Methods: Stroke-free Northern Manhattan Study participants with brain MRI and carotid ultrasound were analyzed. Perivascular spaces were rated semi-quantitatively as ≤ 3 mm voids on axial T1 images without associated FLAIR hyperintensities. Intracranial brain arterial diameters were measured on MRA. The right common carotid artery (CCA) was assessed by high resolution B-mode ultrasound to obtain systolic and diastolic diameters. CCA stiffness was calculated as a ratio between logn transformed systolic-diastolic blood pressure and (systolic - diastolic diameter)/diastolic diameter. We created generalized linear models using and pulse pressure (PP) and CCA stiffness as predictors as independent variables and right anterior PVS score as the outcome, adjusting for demographics, risk factors, head size.
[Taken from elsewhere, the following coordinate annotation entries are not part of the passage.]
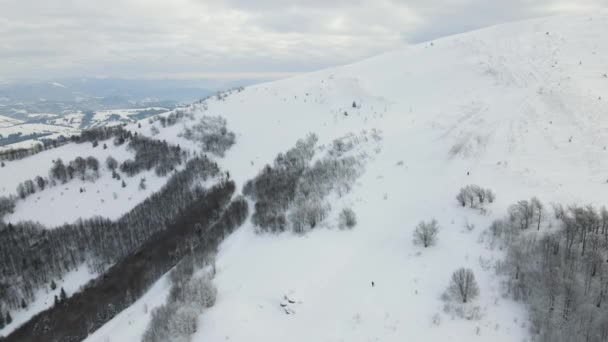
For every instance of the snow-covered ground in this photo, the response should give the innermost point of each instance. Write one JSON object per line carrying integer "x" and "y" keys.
{"x": 45, "y": 298}
{"x": 131, "y": 323}
{"x": 519, "y": 108}
{"x": 5, "y": 121}
{"x": 64, "y": 203}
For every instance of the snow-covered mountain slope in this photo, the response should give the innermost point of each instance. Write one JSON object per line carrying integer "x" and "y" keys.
{"x": 517, "y": 108}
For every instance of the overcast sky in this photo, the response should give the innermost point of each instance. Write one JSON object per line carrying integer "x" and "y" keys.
{"x": 232, "y": 38}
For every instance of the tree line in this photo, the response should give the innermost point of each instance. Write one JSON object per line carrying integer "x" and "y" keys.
{"x": 31, "y": 255}
{"x": 556, "y": 265}
{"x": 102, "y": 299}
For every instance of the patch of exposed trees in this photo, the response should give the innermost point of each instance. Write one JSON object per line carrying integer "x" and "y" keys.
{"x": 81, "y": 168}
{"x": 556, "y": 264}
{"x": 212, "y": 134}
{"x": 32, "y": 255}
{"x": 192, "y": 294}
{"x": 195, "y": 232}
{"x": 119, "y": 134}
{"x": 475, "y": 196}
{"x": 152, "y": 154}
{"x": 291, "y": 194}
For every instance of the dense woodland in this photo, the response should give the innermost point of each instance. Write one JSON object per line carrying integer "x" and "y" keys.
{"x": 93, "y": 135}
{"x": 34, "y": 255}
{"x": 557, "y": 264}
{"x": 76, "y": 317}
{"x": 292, "y": 193}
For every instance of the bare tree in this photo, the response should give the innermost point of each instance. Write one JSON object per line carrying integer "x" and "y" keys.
{"x": 537, "y": 211}
{"x": 463, "y": 285}
{"x": 347, "y": 218}
{"x": 426, "y": 233}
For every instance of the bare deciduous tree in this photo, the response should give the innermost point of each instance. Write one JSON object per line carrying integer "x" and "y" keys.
{"x": 463, "y": 285}
{"x": 426, "y": 233}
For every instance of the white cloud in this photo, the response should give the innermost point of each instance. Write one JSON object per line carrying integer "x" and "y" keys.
{"x": 153, "y": 38}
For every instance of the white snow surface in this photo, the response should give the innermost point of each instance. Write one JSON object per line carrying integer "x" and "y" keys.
{"x": 45, "y": 298}
{"x": 521, "y": 107}
{"x": 64, "y": 203}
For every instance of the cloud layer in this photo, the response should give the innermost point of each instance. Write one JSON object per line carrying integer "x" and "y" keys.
{"x": 231, "y": 38}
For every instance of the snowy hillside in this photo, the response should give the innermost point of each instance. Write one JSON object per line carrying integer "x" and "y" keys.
{"x": 517, "y": 108}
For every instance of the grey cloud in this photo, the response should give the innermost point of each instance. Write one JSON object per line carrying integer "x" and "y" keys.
{"x": 134, "y": 38}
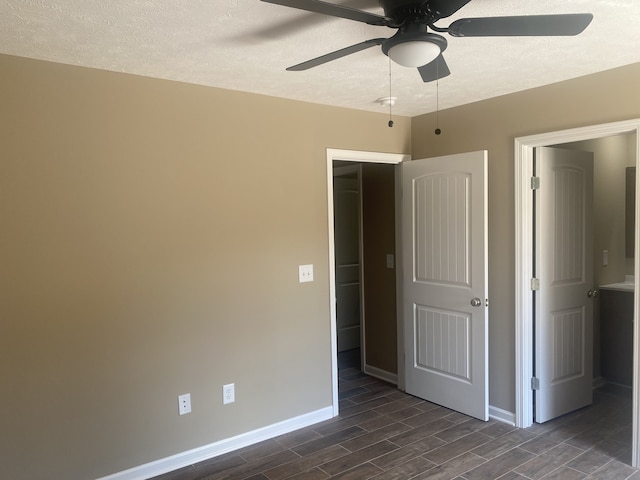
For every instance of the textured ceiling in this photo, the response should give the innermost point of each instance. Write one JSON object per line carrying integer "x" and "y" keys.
{"x": 247, "y": 44}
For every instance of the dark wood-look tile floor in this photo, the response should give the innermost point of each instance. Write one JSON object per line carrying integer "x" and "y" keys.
{"x": 384, "y": 434}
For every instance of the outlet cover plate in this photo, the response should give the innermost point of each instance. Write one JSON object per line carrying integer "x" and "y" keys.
{"x": 184, "y": 404}
{"x": 228, "y": 393}
{"x": 305, "y": 273}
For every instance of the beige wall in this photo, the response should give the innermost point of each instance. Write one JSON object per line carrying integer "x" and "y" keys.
{"x": 493, "y": 125}
{"x": 151, "y": 233}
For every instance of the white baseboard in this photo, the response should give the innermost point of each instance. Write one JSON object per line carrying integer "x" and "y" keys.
{"x": 496, "y": 413}
{"x": 184, "y": 459}
{"x": 381, "y": 374}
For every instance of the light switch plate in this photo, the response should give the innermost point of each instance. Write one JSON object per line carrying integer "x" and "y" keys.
{"x": 305, "y": 273}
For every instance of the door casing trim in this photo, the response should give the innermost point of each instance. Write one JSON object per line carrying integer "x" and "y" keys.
{"x": 523, "y": 203}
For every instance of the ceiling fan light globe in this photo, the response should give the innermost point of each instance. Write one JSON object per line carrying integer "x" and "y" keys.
{"x": 414, "y": 53}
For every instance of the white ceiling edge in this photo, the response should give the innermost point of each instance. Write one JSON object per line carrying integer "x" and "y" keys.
{"x": 246, "y": 45}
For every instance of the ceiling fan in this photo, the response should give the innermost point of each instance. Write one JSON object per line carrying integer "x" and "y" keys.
{"x": 413, "y": 45}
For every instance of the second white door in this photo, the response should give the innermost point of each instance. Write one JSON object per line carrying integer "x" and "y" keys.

Results: Among 941 participants (N=941, mean age 71 ± 9 year, 60% women, 66% Hispanic), PP was associated with PVS score (B=0.003, P=0.04) in an adjusted model. There was a statistical interaction between PP, right CCA diastolic diameter, and right intracranial arterial diameters as predictors of right anterior PVS score (P=0.03), but this interaction was not significant for posterior fossa PVS score (B=0.015, P=0.191), or when substituting right intracranial arterial diameters with the basilar artery diameter (B=-0.004, P=0.191). The association between PP (P=0.003) or carotid stiffness (P=0.002) with right anterior PVS score was greater among participants with larger right intracranial arterial and larger CCA diameters.
Conclusions: Arterial stiffness is related to downstream PVS in those with larger proximal arterial diameters. These results suggest a mechanical effect of pulsatility on brain parenchyma and further studies are needed to enhance our understanding of the link between systemic hemodynamics and brain diseases such as dementia and stroke.